Sudah satu jam sejak kemacetan mendera ibu kota. Dari balik alphard hitamnya, Dafa mendesah kesal berkali-kali. Dia memukul setirnya dengan frustasi. Mobil-mobil di depan tidak maju juga daritadi. Sialan. Kata-kata menyebalkan Emira masih membayang di otaknya. Iblis itu hanya memikirkan uang, uang, dan uang! Bagaimana bisa?!
Suara dering telpon membuat Dafa melirik sekilas ponselnya yang tergelegtak di dashboard. Dia mengernyit tajam dan melihat nama Bian terpampang di sana. Tangannya bergerak cepat menyambar ponsel.
"Kenapa, Bi? Gue lagi di jalan."
"Ada job baru, boss."
Dafa tersenyum miring. Dia selalu senang mendapat tantangan. "Darimana?"
"Hongkong. Bayarannya lima ratus juta kalau kita berhasil."
"Perfect. Gue terima tawarannya. Nanti gue kabarin lagi."
"Oke boss, siap."
Sambungan ditutup. Dafa melempar ponselnya ke sembarang tempat. Berusaha mengembalikan fokusnya pada jalanan. Kemacetan sudah sedikit berkurang ketika dia mendongak. Sehingga setengah jam kemudian dia sudah sampai di kantor Wide Entertainment tempat Sessa bekerja.

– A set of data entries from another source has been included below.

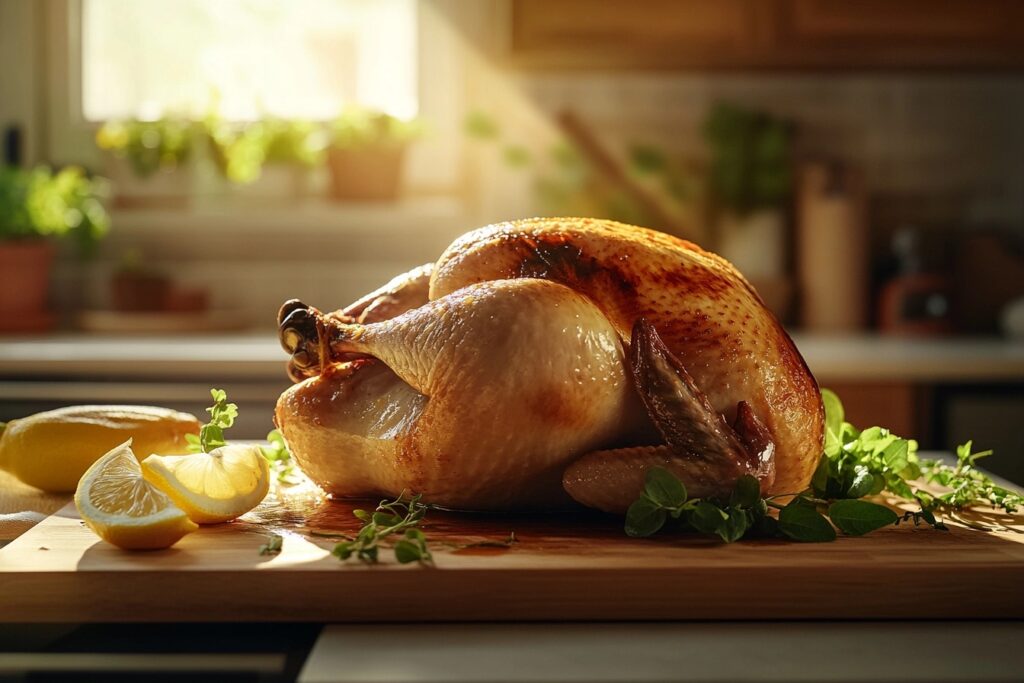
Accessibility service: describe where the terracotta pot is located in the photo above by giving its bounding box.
[327,144,406,201]
[0,240,53,317]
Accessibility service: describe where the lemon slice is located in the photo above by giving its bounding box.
[142,443,270,524]
[75,439,198,550]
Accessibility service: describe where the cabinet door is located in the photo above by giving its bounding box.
[770,0,1024,69]
[511,0,770,69]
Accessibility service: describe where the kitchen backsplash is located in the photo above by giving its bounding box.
[54,72,1024,328]
[519,73,1024,211]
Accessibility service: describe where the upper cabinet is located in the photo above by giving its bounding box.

Dafa langsung menuju lantai lima. Dari jauh dia bisa melihat sebuah pintu kaca dengan hiasan lampu-lampu mewah di sana. Pintu dibuka dan dia langsung menemukan Princessa-nya tengah berdandan di depan cermin. Sebelah tangannya tampak memasang anting berlian. Perempuan itu melirik sekilas ke arah pintu dan langsung mendengus.
"Ada apa lagi? Kayaknya aku udah bilang hubungan kita berakhir sejak di Singapur kemarin. Oh, aku lupa, kamu kan budak cinta yang nggak tahu diri..."
Dafa mendudukkan diri di meja rias milik Sessa. Beberapa parfum kaca dan lipstik bergoyang jatuh. Sessa meliriknya marah. Tapi dia tak berucap apa-apa.
"Gue mau ke Hongkong selama seminggu."
"Oh bagus. Aku pikir itu bakal bikin otak kamu jernih." Sessa menjawab acuh tak acuh.
Dafa menarik kencang lengan Sessa. Sessa tampak semakin marah. Dafa terus menatapnya dengan mata menyala. "Gue pikir otak lo yang nggak pernah jernih."
"Aku udah bilang berkali kali. Jangan pernah ganggu aku lagi! Kamu tuli, ya?"
"Gue dan lo. Selamanya kita akan seperti ini."
Sessa terbahak. "Kita? Siapa bilang? Bentar lagi Dan pulang. Dia udah bilang sama aku kalau bakal pulang. Saat itu juga kita selesai, Daf."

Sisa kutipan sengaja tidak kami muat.